Postby deity » Thu Jan 01, 2009 4:39 pm

deity

I know some of you don't know this, but it's about ren-faire season. My friend Amethyst came into my life about this time of year. I met her when she was running a workshop at the Southern California faires in, gees, I guess 1998? People kept telling me she was bossy, and cruel, and all sorts of stuff. But when I met her she was pretty funny, and we got along great. In fact we pretty much bonded from the moment we met.

If you saw her you'd be taken aback first by the fact she had the largest most amazingly beautiful brown eyes you'd ever seen, except there were flecks of purple in them. Seriously. Her real name aside, everyone called her Amethyst because of those eyes. It suited her. Her hair was very long, and wavy, and she was built like an Italian vixen. Kind of tiny, but curvy, and very much unapologetic for it. No skinny bones on her. And her daughter, just a tiny version, except a bit more of the anglo side, carrying more of her father's genes.

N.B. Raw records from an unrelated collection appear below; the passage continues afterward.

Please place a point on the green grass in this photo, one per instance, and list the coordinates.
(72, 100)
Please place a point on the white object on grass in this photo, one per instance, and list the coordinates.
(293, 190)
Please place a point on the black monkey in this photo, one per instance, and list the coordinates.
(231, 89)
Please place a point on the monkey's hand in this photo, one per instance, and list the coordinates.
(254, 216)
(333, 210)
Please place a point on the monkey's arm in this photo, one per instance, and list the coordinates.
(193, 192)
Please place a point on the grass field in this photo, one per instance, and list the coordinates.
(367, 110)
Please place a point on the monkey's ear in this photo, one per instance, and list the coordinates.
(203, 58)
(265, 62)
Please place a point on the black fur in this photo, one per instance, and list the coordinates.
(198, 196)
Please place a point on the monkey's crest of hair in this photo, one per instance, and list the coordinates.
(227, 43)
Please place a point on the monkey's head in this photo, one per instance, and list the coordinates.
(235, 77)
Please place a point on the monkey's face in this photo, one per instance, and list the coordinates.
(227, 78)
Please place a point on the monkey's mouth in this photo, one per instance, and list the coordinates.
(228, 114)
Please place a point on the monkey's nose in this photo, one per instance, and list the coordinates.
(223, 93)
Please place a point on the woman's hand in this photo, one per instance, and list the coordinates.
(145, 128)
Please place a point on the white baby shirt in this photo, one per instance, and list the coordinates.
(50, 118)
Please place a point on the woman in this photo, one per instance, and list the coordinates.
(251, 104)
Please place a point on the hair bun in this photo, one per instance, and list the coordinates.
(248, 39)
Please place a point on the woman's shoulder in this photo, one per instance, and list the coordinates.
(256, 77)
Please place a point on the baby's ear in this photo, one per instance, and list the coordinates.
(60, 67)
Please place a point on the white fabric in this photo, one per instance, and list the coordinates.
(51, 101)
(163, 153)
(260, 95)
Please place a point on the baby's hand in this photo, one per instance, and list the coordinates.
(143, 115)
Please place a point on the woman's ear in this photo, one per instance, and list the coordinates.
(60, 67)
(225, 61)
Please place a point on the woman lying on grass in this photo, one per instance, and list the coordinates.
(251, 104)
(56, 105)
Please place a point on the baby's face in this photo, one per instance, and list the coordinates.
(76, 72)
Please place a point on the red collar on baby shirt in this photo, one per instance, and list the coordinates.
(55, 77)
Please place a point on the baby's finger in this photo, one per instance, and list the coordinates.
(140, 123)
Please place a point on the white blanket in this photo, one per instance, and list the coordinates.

She was just a powerful presence, and as small as she was, she could be heard from one side of a lake to another.

Cruelty is NOT one of the qualities I ever saw in her. In fact she was the sweetest, kindest people I ever knew. She'd give you anything she ever had, and in fact, she even let me live with her, when my boyfriend and I were waiting for our apartment to be ready, after the landlord "forgot" to tell us they were still painting when we moved our entire life from Orange County, (southern Cal), to Northern Cal during a job change. He forgot to tell us a few other things, and we were there for a full five weeks. So she was very generous. I watched her help hundreds of people.

She worked as a PTA mom. She took care of everyone's personal problems at the ren-faires If anyone had issues with the big honchos there, (there were always issues), she was the first one the stand up to them. That's probably why she had a reputation of being bossy. She never took crap from anyone, and she never backed down from a just cause. She really was a strong, super, wonderful, empowered woman.

And she was as flawed as we all are. We were both dealing with depression, and shared war stories about antidepressants. I was in that boyfriend situation that I really did NOT want to be in, and she was always there for me. She got it. She saw that he was taking advantage of me, and just put out that I was the one letting him. In 2000, I helped plan her wedding to the guy she was with for the 9 years before. He is still one of my best friends. (Like a kid brother, and it's uncanny how much he looks like a younger version of my dad.) She came out to Vegas with 80 or so people and we all had a great time, celebrating, enjoying, and one of the guests actually won enough money, on the way to the men's room, that he paid for the dinner. (And that was pretty pricey, let me tell you.)

Four months later, she had a bit of a stomach flu, about this time of year. I had already stopped doing ren faires, as it was too hard on my joints, and my disease had been getting progressively worse. (I'm in a wheelchair a lot.) She went on antibiotics, felt a bit better, and went on with Faire. A few weeks later she started feeling badly again. Her husband wasn't sure she should go back and do the Northern faire, but she went to the workshops anyway. During workshops, she felt badly, and started getting a fever. She went back to the hospital, and just about two weeks later, she was put in intensive care.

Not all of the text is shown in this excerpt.